Die Weisen oder Magier aus dem Morgenland
Die Weisen im Königspalast
Als Jesus in Bethlehem geboren war, siehe, da kamen Weise (*) aus dem Morgenland nach Jerusalem und sprachen. „Wo ist der neugeborene König der Juden? Denn wir haben seinen Stern im Morgenland gesehen und sind gekommen, ihn anzubeten.“ Als aber der König Herodes dies hörte, erschrak er und ganz Jerusalem mit ihm. (**) Und er versammelte alle Vorsteher der Priester und die Schriftgelehrten des Volkes (Anm.: vermutlich das Synedrium, den Hohen Rat) und fragte sie, wo Christus geboren werden sollte. Sie aber sprachen zu ihm: „In Bethlehem, im Stamm Juda. Denn so steht bei dem Propheten (Michäas) geschrieben (Mich. 5,2): Du, Bethlehem, im Lande Juda, bist keineswegs die geringste unter den Fürsten-Städten Judas; denn aus dir wird hervor gehen der Fürst, der mein Volk Israel regieren soll.“ Da berief Herodes die Weisen heimlich zu sich und erforschte genau von ihnen die Zeit, in der ihnen der Stern erschienen war. Dann entließ er sie nach Bethlehem mit den Worten: „Gehet und forschet genau nach dem Kinde; und wenn ihr es gefunden habt, so zeigt es mir an, damit auch ich komme und es anbete.“ (***)
Sie machten sich sogleich auf den Weg. Und siehe, der Stern, den sie im Morgenland gesehen, ging vor ihnen voraus, bis er über dem Ort, wo das Kind war, stille stand. Als sie aber den Stern sahen, hatten sie eine überaus große Freude.
(*) Im Text der Heiligen Schrift „Magier“; dies ist der griechische Ausdruck für den in der phönizisch-hebräischen Kulturwelt üblichen Berufsnamen „Elymas“ (Apg. 13,8), dieser aber bedeutet „Astrolog“.
(**) Herodes erschrak, weil er seinen so mühsam errungenen Thron durch einen national-jüdischen König zu verlieren fürchtete. Jerusalem erschrak, weil man dort aus trauriger Erfahrung wußte, welch blutige Gräueltaten der maßlose Ehrgeiz dieses Fürsten fähig sei, wenn es sich um die Behauptung seines Thrones handelte.
(***) In seiner Schlauheit rechnete Herodes darauf, daß man diesen guten Weisen, die zur Anbetung des Kindes gekommen waren, dasselbe unbedenklich zeigen werde, während man es vor ihm sorgfältig verbergen würde.
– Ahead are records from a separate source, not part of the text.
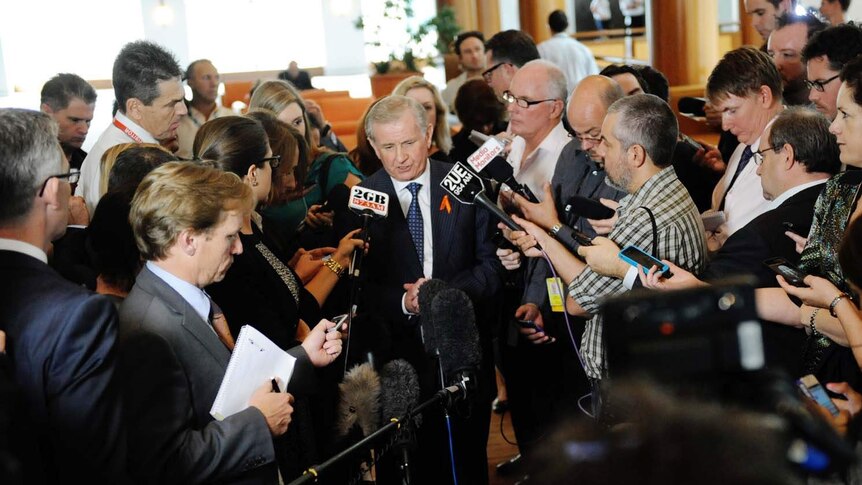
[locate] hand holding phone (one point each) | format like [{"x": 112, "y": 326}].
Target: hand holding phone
[
  {"x": 793, "y": 275},
  {"x": 636, "y": 256},
  {"x": 811, "y": 388}
]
Seine Schlauheit und Heuchelei sollte ihm aber ebenso wenig nützen, wie seine nachherige unvernünftige Grausamkeit.
Die Zeit der Ankunft der Weisen
Mit der ältesten Evangelien-Harmonie, dem um das Jahr 175 abgefaßten „Diatessaron“ Tatians, und mit der Mehrzahl der Exegeten verlegen wir die Ankunft der Magier in Bethlehem in die Zeit nach der Darstellung Jesu im Tempel. Denn 1) erklärt sich so besser die Tatsache, daß Herodes auf Grund genauer Erforschung der Zeit, in der den Weisen der Stern erschienen war, die Knäblein „von zwei Jahren und darunter“ zu ermorden befahl. 2) Wäre der Besuch der Weisen vor der Darstellung Jesu gewesen, so müßte man annehmen, der von den Weisen getäuschte Herodes hätte mit der Ausführung seines Mordplanes noch so lange gezögert, daß die Darstellung Jesu durch Maria und Joseph möglich gewesen wäre. Ein solches Zögern aber wäre psychologisch unbegreifbar. Verlegt man dagegen den Besuch der Weisen in die Zeit nach der Darstellung Jesu im Tempel, so fällt jede Schwierigkeit weg.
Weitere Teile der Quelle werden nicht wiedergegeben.